小説『嘔吐』の主人公ロカンタンは、ホテルに一人で暮らしながら酒場のマダムと性交渉があり、酒場の主人のズボン吊りに吐き気をもよおす。サルトルのいう<アンガジェ(engager)>とは、人を縛るとか、参加させるという意味であり、彼のアンガジュマンは「参加の哲学」である。「もし私が結婚し、子供をつくることを望んだとしたら、・・・私はそれによって、人類全体を一夫一婦制の方向へアンガジェするのである。」とサルトルはいう。そこで実存主義が主張する<不安)とは、「自分をアンガジェし、自分は自分がかくあろうとするところの者であるのみならず、自分自身と同時に全人類をも選ぶ立法者であることを理解する人は、全面的な、かつ深刻な責任感をのがれることは出来ないだろう。」(『実存主義とは何か』1945)ということになる。

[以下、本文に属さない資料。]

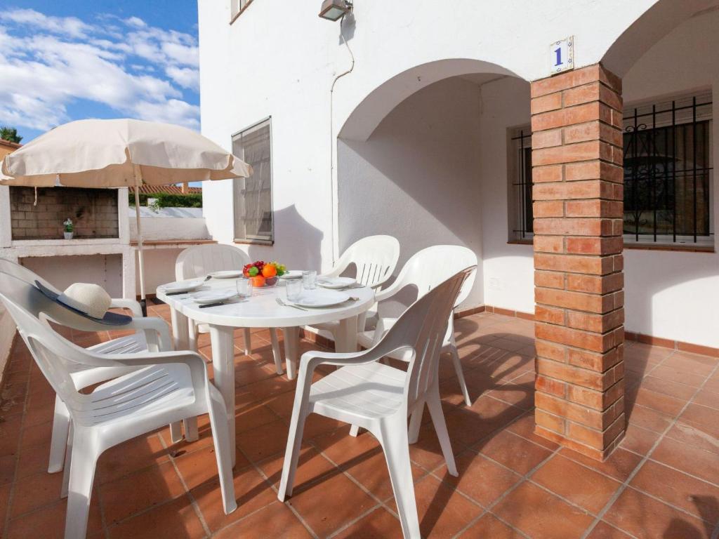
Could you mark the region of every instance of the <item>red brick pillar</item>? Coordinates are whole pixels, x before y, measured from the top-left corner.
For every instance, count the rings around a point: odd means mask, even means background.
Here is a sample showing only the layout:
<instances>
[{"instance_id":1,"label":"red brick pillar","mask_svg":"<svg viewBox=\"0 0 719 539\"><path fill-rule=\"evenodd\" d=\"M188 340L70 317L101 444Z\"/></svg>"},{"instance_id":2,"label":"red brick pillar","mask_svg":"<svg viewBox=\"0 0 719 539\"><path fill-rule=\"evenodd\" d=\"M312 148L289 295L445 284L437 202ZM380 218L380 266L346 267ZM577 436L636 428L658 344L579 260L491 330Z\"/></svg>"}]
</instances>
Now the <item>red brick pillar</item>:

Photo : Eric Stanton , 1950s.

カミユの<エトランジェ>は、非現実感に悩まされたバルビュスやサルトルの<アウトサイダー>達とちがい、「すべてはそらぞらしい」というムルソーの無関心な態度は、彼の非現実感に原因がある。ムルソーの自由とは非現実からの解放であり、死が現実になったとき、彼は目覚めた。つまり自由とは、「意志の強烈さ」の別名であり、それが必ず現われるのは、生き抜こうとする意志を人間に喚び醒ます<極限状態>においてである。裁判長に十字架を見せられても悔悛しなかったムルソーが、「宇宙のやさしい無関心に心をひらいた」のは、彼自身の処刑が決まったときだった。

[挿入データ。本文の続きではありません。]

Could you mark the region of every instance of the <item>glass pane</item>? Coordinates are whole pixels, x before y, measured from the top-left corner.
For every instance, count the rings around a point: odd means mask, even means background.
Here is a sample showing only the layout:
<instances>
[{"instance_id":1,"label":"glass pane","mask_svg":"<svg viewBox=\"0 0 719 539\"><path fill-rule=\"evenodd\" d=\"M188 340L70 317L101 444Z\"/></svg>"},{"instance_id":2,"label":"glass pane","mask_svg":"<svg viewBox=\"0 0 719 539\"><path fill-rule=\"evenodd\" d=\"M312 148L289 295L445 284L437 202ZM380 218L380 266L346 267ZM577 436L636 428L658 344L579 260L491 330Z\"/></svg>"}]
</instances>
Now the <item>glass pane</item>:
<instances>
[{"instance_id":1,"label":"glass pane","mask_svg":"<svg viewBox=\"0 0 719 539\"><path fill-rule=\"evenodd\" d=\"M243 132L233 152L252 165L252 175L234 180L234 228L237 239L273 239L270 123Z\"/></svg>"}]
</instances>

The fantasy of religious taboos. Photo by Serge Jacques 1994 .

「イサクを犠牲に捧げるアブラハム」・・・ローマのヴィア・ラティナ街の地下で発見されたカタコンベでは、同じ墓所内の墓室にキリスト教徒と並んで親ユダヤ教的キリスト教徒が埋葬されていた。また、「アブラハムの不安」は、キルケゴールの『恐怖と戦慄(おそれとおののき)』の中に詳しく述べられている。